Un " détail ". C'est ainsi que François Fillon a choisi de défendre l'indéfendable amendement (certes révisé) Mariani, cette métastase législative en vertu de laquelle les gamins d'immigrants seraient dorénavant sélectionnés génétiquement. Pour le Premier Collaborateur, tout le monde se trompe : il ne s'agit que d'une disposition mineure qui ne mérite pas le titre de symbole de la régression idéologique du pouvoir. Les Pasqua, Balladur et autres gauchistes n'auraient rien compris et, pire encore, empêcheraient le reste des Français d'admirer " l'essentiel " du travail accompli par Brice la Malice pour renvoyer-les-étrangers-dans-leur-pays-par-tous-les-moyens-pour-sauver-la-France. Quel gâchis, vous imaginez ?
Il ne se trouve d'ailleurs qu'un autre adepte du détail, Monsieur Jean-Marie L. P., pour condamner les empêcheurs de détailliser en rond : Fillon serait victime de " l'ostracisme " dudit détail. Encore du grec. On dirait du Quintilien.
S'agit-il d'une simple erreur ou d'un sophisme maladroit ? Un " détail de l'histoire " ?
C'est bien plus complexe que cela. Peut-être que le PS ne souhaite pas faire de " procès d'intention " au faillitaire Monsieur Fillon. Il n'empêche que le métalangage sarkozyen commence à nous épuiser. On a déjà été servi avec la rupture. Ils ont tous signé pour se retrouver avec les mêmes immobiles.
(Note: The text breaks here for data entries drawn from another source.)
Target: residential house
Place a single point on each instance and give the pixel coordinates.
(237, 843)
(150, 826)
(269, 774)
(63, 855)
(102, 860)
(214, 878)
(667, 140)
Maintenant, on nous explique ce qui est essentiel (qui mérite qu'on s'y attarde), et surtout ce qui ne l'est pas (qui relève de l'insignifiance du détail).
D'ailleurs à droite, c'est décidé : on ne fait plus dans le détail. Que de l'essentiel : de la baisse d'impôts (pour les plus riches), des heures sup' (dont personne ne veut), de la chasse à l'étranger (pardon : de l'immigration choisie), du jogging, du pipole, bref : que du lourd. Tout le reste c'est du détail. La croissance amorphe, le pouvoir d'achat de merde, les franchises médicales, le déficit, la dette et toutes les promesses sans lendemain, ça ne vaut pas tripette comparé à la Chance Merveilleuse d'être dirigés par Fillon et Sarko.
Allez, circulez, 'y a rien à voir.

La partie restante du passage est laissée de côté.